Calculate the \(\mathrm{pH}\) and the equilibrium concentration of \(\mathrm{HClO}\) in a \(0.10 \mathrm{M}\) solution of hypochlorous acid. \(K_{\mathrm{a}}\) \(\mathrm{HClO}=2.8 \times 10^{-8}\)

Short answer

The pH of the 0.10 M solution of hypochlorous acid is approximately 4.78, and the equilibrium concentration of HClO in the solution is approximately 0.0999833 M.

Step-by-step solution

Understand the dissociation reaction and set up the equilibrium expression

The dissociation reaction of hypochlorous acid (HClO) in water can be represented as: $$\mathrm{HClO} \rightleftharpoons \mathrm{H^{+}} + \mathrm{ClO^{-}}$$ Initially, we have 0.10 M HClO and no H+ or ClO- ions. At equilibrium, some of the HClO will dissociate into H+ and ClO- ions. We can represent the changes in concentration with the variable x: $$[\mathrm{H^{+}}] = x$$ $$[\mathrm{ClO^{-}}] = x$$ $$[\mathrm{HClO}] = 0.10 - x$$ Using the given Ka value, we can set up the equilibrium expression: $$K_{\mathrm{a}} = \frac{[\mathrm{H^{+}}][\mathrm{ClO^{-}}]}{[\mathrm{HClO}]}$$

Make an assumption to simplify the problem

We can assume that the change in concentration x is very small compared to the initial concentration of HClO (0.10 M). This means that \((0.10 - x) \approx 0.10\). By making this assumption, we can now write the equilibrium expression as: $$2.8 \times 10^{-8} = \frac{x \cdot x}{0.10}$$

Solve for x, which represents the equilibrium concentration of H+ ions

To solve for x, we need to solve the following equation: $$2.8 \times 10^{-8} = \frac{x^2}{0.10}$$ First, multiply both sides by 0.10 to isolate \(x^2\): $$x^2 = 2.8 \times 10^{-8} \times 0.10$$ Now, calculate the square root of both sides to find x: $$x = \sqrt{2.8 \times 10^{-8} \times 0.10}$$ $$x = 1.67 \times 10^{-5}$$ Here, x represents the equilibrium concentration of H+ ions and ClO- ions, which are both equal to \(1.67 \times 10^{-5} \mathrm{M}\).

Calculate the equilibrium concentration of HClO

To find the equilibrium concentration of HClO, we can now use the value of x from step 3: $$[\mathrm{HClO}]_{\mathrm{eq}} = 0.10 - x$$ $$[\mathrm{HClO}]_{\mathrm{eq}} = 0.10 - 1.67 \times 10^{-5}$$ $$[\mathrm{HClO}]_{\mathrm{eq}} = 0.0999833\mathrm{M}$$

Calculate the pH of the solution

The pH is defined as the negative logarithm of the H+ ion concentration: $$\mathrm{pH} = -\log {[\mathrm{H^{+}}]}$$ In this case, \([\mathrm{H^{+}}] = x = 1.67 \times 10^{-5} \mathrm{M}\).

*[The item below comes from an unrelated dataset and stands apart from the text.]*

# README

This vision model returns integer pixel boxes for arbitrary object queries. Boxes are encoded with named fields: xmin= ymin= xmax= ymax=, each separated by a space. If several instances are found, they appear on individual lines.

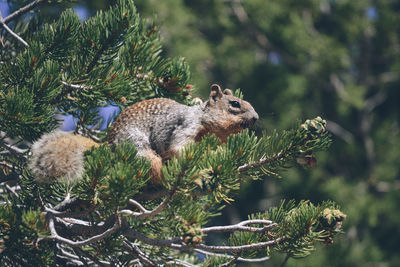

Thus, we can find the pH as follows: $$\mathrm{pH} = -\log (1.67 \times 10^{-5})$$ $$\mathrm{pH} \approx 4.78$$ The pH of the 0.10 M solution of hypochlorous acid is approximately 4.78, and the equilibrium concentration of HClO in the solution is approximately 0.0999833 M.